Dr. Claus-Henrik Horn, Dr. iur. Claus-Peter Bienert
Rz. 65
Da der Bedürftige i.d.R. geschäftsfähig ist, ist es für die Gestaltung von überragender Bedeutung, dass er einen auch formgerechten Pflichtteilsverzicht nach § 2346 BGB erklärt. Dieser ist i.d.R. auch nicht sittenwidrig (vgl. Rdn 23). Auch wird dieser nicht zur Kürzung von Sozialleistungen führen, was aber letztlich nicht ganz klar ist.
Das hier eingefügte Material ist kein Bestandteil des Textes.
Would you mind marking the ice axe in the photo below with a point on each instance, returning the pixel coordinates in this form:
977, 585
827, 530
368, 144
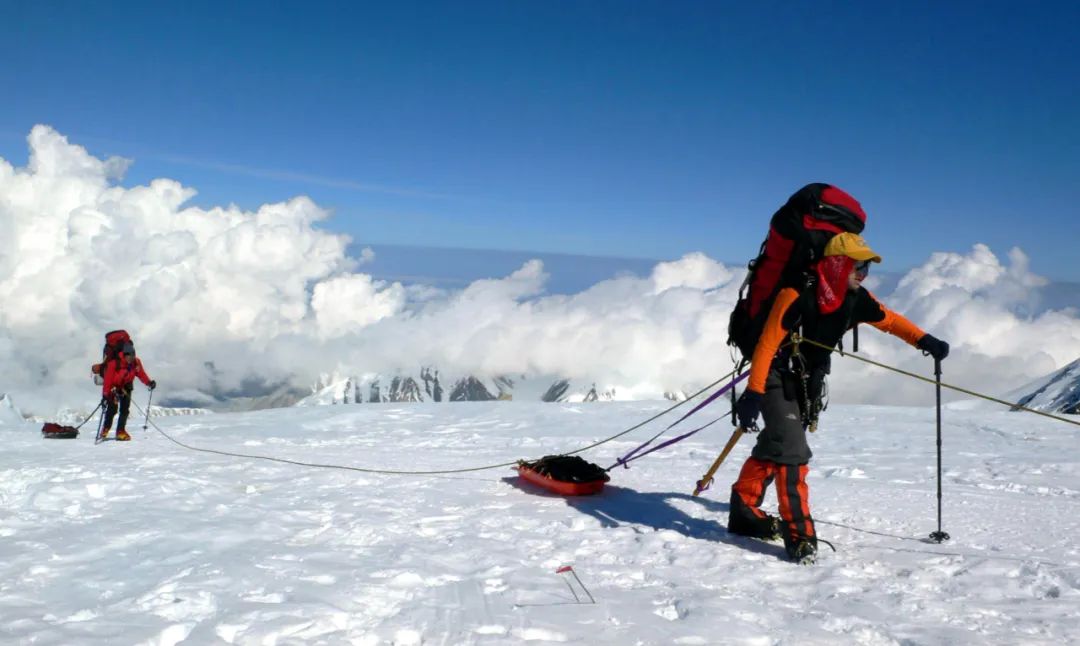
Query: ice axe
147, 419
707, 478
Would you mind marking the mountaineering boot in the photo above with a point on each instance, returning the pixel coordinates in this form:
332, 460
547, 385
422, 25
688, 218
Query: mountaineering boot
805, 553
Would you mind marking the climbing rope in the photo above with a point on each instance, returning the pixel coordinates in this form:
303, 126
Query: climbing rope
929, 380
795, 339
432, 472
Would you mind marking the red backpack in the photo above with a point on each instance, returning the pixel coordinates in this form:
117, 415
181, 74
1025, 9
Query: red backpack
798, 233
113, 342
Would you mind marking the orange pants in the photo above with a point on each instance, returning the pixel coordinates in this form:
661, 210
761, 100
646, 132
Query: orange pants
793, 495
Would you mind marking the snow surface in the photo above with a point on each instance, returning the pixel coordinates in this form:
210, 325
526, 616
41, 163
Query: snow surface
148, 542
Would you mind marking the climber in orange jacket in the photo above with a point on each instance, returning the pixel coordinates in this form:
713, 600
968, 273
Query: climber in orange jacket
786, 386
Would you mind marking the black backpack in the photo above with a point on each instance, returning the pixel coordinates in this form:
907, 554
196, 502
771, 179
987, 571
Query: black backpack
798, 233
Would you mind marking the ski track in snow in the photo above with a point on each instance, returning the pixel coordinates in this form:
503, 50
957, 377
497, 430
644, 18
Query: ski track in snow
147, 542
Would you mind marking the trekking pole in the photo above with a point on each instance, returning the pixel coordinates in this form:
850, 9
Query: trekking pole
939, 536
148, 400
707, 478
100, 422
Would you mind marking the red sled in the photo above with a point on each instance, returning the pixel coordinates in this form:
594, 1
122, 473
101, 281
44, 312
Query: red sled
565, 475
55, 431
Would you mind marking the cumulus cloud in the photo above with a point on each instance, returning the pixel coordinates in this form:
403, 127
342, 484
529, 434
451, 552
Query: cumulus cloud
221, 298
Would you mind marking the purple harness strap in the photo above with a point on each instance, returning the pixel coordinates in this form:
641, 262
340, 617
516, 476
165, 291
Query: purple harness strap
633, 455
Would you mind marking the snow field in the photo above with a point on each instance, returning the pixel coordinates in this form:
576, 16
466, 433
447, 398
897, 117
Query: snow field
147, 542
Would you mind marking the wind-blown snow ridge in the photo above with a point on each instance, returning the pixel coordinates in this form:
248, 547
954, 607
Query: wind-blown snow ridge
1060, 392
146, 542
Für den Fall, dass kein lebzeitiger Erb- oder Pflichtteilsverzicht erklärt wurde, ist darauf hinzuweisen, dass der Pflichtteilsanspruch durch einen Gläubiger oder Insolvenzverwalter nur dann übergeleitet und eingezogen werden kann, wenn die Verwertungsreife nach § 852 ZPO vorliegt (vgl. Rdn 10). Diese kann nur der Schuldner herbeiführen. Im Gegensatz dazu kann der Sozialleistungsträger auch ohne eine Entscheidung des Hilfeempfängers den Pflichtteilsanspruch überleiten (vgl. Rdn 6).
Testamentarisch kann der Bedürftige durch Vermächtnisse begünstigt werden, die aber nicht pfändbar sein dürfen. Denkbar ist ein Nießbrauchsvermächtnis über zumeist wertlosen Hausrat und auch ein Wohnungsrechtsvermächtnis, wobei die Ausübung durch Dritte naturgemäß ausgeschlossen sein muss (Muster vgl. Rdn 60f.).
Rz. 66
Muster 21.7: Nießbrauchsvermächtnis über Hausrat
Muster 21.7: Nießbrauchsvermächtnis über Hausrat
Durch Vermächtnis begünstige ich _________________________ (bedürftige Person) mit dem lebenslänglichen Nießbrauch sämtlicher Gegenstände des Hausrats in meiner Wohnung.
Rz. 67
Innerhalb der Pfändungsfreibeträge können dem Bedürftigen auch monatliche Geldzahlungen vermacht werden. Diese müsste der Berechtigte aus "Gründen der Fürsorge und der Freigiebigkeit" erhalten (§§ 850b Abs. 1 Nr. 3, 850c ZPO; pfändbar nur nach § 850b Abs. 2 ZPO). Dabei gelten die Pfändungsgrenzen wie bei Arbeitseinkommen. Wenn der Berechtigte jedoch über eigenes Einkommen verfügt, sind über die Pfändungsgrenze hinausgehende Beträge pfändbar. Naturalleistungen werden addiert. Auch werden keine Sozialleistungen mehr gewährt, da der Bedürftige schließlich über "bereite Mittel" verfügt. Ebenfalls kommt die Begünstigung durch eine Auflage i.S.d. § 1940 BGB in Betracht, auf die kein klagefähiger Anspruch besteht. Eine Pfändung und Einziehung durch einen Gläubiger ist ausgeschlossen.
Rz. 68
Der lebzeitige Pflichtteilsverzicht kann auch als Schutz des Bedürftigen verstanden werden. So ist das SG Mainz der Auffassung, dass der Pflichtteil bei einem Berliner Testament mit Pflichtteilsstrafklausel sogar im ersten Erbfall verwertbares Vermögen darstellt. Die Geltendmachung würde keine besondere Härte i.S.d. § 12 Abs. 3 S. Nr. 6 SGB II darstellen. Das SG Mainz folgt damit der Rechtsprechung des BSG.